In a March 29 memo, they said the mandate “still forces us to act against our conscience and teaching,” and that the only real solution is to allow individuals and institutions to offer insurance plans that align with their moral convictions.
No matter what mechanisms are chosen to fund and administrate the mandate, religious individuals and institutions will be prohibited from providing health coverage that is “consistent with their values,” the bishops explained.
The administration has proposed (in the initial accommodation) that insurance companies would pay for the objectionable coverage; in this latest proposal, third-party administrators would pay. Nevertheless, the mandate still forces Catholics to violate our consciences.
One fundamental problem with the HHS mandate is that a government bureaucracy determines what is a religion, and what is a religious ministry. And, perhaps not surprisingly, most Christian ministries (charities, social services, hospitals, schools) do not qualify as religious ministry.
The bishops reaffirmed their stance that “the government has no place defining religion and religious ministry” and that the current attempt to do so is unconstitutional.
“So no matter what new rules may be proposed to apply this distinction, it remains radically flawed,” they said.

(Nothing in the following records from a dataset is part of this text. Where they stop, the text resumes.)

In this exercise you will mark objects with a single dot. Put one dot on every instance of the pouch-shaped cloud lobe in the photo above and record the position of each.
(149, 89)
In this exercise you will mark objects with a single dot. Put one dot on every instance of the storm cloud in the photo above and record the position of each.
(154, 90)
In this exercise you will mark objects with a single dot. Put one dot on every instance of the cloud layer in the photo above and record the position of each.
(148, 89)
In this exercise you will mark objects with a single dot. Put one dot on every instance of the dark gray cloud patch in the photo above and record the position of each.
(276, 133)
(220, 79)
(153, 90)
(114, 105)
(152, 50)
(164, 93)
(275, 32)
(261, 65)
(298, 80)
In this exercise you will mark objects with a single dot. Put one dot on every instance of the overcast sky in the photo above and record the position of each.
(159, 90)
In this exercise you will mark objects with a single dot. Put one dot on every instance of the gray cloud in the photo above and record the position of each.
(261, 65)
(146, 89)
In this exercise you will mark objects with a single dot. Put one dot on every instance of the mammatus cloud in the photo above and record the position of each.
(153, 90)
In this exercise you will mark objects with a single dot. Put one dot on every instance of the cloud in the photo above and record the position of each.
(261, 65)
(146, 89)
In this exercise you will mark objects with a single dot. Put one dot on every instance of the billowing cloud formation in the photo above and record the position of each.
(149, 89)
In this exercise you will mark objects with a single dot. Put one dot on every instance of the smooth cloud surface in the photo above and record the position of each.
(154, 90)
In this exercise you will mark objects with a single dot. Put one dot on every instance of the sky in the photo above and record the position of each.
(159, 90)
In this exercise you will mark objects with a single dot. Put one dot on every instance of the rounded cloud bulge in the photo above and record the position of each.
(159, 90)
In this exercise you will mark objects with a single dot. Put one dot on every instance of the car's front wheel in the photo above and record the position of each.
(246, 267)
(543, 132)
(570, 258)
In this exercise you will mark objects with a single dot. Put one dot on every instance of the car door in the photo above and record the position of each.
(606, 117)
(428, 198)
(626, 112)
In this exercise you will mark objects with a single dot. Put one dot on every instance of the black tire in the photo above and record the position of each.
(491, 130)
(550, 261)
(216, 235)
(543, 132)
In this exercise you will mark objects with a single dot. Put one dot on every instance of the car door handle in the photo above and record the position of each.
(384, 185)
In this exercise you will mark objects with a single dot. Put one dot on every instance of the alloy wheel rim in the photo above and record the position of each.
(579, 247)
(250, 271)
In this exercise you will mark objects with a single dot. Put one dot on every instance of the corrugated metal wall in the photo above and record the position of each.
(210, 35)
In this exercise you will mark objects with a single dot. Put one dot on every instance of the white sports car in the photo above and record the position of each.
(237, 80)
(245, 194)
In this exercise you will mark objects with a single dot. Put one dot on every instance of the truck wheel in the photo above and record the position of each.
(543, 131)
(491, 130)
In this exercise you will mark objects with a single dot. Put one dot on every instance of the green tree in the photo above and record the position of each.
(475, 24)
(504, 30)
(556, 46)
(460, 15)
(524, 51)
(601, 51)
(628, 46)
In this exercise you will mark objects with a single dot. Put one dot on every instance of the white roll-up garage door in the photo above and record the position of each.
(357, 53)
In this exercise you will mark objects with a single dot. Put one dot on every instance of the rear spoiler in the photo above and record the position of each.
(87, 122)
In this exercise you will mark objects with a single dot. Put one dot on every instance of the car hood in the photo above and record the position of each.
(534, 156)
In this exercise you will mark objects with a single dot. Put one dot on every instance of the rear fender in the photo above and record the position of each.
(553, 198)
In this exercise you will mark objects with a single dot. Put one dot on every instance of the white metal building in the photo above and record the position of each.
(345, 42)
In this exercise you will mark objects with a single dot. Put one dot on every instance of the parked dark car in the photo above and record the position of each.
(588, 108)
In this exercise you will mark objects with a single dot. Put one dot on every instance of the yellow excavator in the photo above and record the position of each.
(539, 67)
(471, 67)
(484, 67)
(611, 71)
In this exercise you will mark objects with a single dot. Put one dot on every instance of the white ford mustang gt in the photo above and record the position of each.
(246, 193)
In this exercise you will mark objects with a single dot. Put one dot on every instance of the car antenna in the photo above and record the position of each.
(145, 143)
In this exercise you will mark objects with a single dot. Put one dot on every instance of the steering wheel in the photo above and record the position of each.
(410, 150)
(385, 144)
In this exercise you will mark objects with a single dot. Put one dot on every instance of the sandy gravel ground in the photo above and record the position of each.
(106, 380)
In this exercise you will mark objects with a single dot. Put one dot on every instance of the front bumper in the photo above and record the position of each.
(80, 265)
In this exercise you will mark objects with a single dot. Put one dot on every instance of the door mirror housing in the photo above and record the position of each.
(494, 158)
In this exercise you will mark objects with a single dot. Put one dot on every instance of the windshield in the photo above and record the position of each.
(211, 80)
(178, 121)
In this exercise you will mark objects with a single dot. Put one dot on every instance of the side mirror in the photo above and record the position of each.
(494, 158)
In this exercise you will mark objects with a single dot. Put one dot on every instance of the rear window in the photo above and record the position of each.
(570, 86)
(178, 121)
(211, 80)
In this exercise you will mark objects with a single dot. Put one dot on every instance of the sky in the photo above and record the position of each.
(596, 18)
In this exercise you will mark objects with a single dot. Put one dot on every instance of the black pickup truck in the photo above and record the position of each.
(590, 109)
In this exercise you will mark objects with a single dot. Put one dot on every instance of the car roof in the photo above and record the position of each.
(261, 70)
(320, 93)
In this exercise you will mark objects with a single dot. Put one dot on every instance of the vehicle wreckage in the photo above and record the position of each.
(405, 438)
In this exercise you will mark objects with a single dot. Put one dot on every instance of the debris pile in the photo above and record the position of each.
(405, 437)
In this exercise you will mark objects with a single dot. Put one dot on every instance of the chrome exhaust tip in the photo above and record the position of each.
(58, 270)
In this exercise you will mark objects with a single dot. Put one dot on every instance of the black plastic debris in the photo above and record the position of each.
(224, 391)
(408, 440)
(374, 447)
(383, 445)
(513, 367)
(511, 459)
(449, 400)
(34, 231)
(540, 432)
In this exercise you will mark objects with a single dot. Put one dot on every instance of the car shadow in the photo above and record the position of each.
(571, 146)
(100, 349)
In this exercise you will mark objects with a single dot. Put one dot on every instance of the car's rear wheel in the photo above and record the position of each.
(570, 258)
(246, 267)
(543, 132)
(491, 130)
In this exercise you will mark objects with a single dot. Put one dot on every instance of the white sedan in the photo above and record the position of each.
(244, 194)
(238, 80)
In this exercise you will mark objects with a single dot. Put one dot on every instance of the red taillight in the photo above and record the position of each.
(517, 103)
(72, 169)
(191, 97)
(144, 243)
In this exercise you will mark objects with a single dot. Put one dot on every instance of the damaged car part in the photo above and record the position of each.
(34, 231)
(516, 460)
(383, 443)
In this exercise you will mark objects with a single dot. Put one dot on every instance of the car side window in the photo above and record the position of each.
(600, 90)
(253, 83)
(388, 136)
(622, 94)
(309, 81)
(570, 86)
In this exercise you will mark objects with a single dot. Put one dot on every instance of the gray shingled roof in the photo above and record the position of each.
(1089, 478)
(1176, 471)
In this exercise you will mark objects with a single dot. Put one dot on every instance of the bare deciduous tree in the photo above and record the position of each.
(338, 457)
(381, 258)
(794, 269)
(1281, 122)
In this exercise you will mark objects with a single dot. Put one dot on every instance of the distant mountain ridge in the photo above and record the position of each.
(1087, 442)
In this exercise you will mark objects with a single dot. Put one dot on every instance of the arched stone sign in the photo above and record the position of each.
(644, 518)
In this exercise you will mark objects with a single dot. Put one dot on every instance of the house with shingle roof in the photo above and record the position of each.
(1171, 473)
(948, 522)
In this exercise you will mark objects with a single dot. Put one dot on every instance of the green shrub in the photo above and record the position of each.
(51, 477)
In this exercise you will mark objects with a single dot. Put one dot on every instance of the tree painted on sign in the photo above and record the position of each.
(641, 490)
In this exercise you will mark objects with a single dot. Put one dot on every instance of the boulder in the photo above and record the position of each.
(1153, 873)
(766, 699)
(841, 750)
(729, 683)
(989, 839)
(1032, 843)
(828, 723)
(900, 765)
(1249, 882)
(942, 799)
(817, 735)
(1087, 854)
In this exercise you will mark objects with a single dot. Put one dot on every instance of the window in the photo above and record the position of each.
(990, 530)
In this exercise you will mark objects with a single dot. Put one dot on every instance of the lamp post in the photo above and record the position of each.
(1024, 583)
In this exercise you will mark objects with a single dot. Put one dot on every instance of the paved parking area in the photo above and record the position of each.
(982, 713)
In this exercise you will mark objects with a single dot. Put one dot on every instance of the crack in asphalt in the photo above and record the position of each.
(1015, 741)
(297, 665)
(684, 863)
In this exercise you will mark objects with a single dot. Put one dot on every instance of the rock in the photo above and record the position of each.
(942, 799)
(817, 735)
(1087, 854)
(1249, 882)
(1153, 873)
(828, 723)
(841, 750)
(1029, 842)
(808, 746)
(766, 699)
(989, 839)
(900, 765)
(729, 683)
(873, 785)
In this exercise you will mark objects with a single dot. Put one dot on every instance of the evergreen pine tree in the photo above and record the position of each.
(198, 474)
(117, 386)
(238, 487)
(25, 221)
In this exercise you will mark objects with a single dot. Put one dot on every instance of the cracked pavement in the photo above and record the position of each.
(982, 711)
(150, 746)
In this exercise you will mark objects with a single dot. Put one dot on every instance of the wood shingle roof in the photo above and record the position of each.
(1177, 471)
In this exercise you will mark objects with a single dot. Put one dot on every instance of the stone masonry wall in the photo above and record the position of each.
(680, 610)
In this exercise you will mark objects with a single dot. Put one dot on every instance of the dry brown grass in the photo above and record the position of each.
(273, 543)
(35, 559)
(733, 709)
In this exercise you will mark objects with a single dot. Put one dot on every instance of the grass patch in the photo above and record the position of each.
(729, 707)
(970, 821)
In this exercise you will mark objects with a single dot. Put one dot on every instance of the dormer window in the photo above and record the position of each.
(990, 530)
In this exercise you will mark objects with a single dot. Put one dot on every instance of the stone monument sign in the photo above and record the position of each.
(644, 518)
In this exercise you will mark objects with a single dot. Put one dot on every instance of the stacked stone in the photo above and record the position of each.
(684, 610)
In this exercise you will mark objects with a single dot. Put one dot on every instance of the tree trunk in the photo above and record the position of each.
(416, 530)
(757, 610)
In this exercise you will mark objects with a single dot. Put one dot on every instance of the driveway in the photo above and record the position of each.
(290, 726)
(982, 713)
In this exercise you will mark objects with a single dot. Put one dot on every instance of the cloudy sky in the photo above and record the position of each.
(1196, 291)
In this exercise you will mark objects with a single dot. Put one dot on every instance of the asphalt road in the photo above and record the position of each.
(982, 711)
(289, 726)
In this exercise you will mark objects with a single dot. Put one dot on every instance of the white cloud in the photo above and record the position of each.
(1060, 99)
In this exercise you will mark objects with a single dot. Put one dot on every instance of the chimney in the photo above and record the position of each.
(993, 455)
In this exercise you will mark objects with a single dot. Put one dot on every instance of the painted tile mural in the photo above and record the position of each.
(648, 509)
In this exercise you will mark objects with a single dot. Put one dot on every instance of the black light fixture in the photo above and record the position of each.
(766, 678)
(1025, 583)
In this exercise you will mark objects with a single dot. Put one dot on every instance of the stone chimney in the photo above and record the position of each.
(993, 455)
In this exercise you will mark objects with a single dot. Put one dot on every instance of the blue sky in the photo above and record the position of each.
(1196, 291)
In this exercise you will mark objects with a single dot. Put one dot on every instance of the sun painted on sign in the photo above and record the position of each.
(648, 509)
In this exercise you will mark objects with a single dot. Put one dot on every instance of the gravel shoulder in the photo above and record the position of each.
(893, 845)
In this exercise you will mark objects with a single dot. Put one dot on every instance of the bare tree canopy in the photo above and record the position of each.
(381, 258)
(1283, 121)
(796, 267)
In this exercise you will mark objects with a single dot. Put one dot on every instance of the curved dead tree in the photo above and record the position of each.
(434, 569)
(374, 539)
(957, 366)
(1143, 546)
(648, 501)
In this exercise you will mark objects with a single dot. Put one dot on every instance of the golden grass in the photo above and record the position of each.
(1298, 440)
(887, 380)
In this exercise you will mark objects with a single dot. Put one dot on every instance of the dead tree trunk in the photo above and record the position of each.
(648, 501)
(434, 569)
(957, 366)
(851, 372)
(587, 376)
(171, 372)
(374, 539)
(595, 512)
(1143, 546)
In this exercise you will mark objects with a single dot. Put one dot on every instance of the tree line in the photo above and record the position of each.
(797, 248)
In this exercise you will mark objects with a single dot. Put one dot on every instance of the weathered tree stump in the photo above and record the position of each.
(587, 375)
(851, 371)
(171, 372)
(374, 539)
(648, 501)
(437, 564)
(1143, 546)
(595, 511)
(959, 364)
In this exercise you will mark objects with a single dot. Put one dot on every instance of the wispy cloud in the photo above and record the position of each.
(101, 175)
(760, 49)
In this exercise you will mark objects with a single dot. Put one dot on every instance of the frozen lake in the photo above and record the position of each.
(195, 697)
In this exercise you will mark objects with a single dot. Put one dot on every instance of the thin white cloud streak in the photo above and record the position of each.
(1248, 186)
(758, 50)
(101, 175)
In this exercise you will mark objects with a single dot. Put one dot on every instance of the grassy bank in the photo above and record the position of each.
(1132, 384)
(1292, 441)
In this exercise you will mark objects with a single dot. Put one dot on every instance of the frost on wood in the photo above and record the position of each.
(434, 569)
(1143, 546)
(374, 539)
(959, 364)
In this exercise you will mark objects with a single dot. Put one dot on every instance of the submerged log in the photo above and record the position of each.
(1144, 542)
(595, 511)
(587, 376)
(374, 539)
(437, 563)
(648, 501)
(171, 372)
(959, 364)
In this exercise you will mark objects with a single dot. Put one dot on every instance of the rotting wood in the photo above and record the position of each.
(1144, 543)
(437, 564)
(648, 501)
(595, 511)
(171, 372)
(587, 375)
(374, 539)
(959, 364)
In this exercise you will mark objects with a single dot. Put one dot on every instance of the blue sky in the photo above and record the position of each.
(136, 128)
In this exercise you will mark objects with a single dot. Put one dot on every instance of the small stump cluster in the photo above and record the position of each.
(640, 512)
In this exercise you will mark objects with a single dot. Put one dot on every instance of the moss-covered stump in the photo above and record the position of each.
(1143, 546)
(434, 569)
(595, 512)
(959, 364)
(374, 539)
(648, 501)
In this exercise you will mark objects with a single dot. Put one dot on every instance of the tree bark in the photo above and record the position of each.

Another key issue is that of the indivisibility of religious liberty. Individuals, corporations, and institutions enjoy the right of religious freedom. The bishops’ statement notes:
Rather than merely granting limited religious freedom under certain circumstances, the federal government must respect the fullness of religious liberty for both individuals and institutions, they insisted.
The bishops warned that the mandate “now poses a threat to the rights not only of religious employers but of parents as well.”
This mandate threatens the religious liberty of all Americans.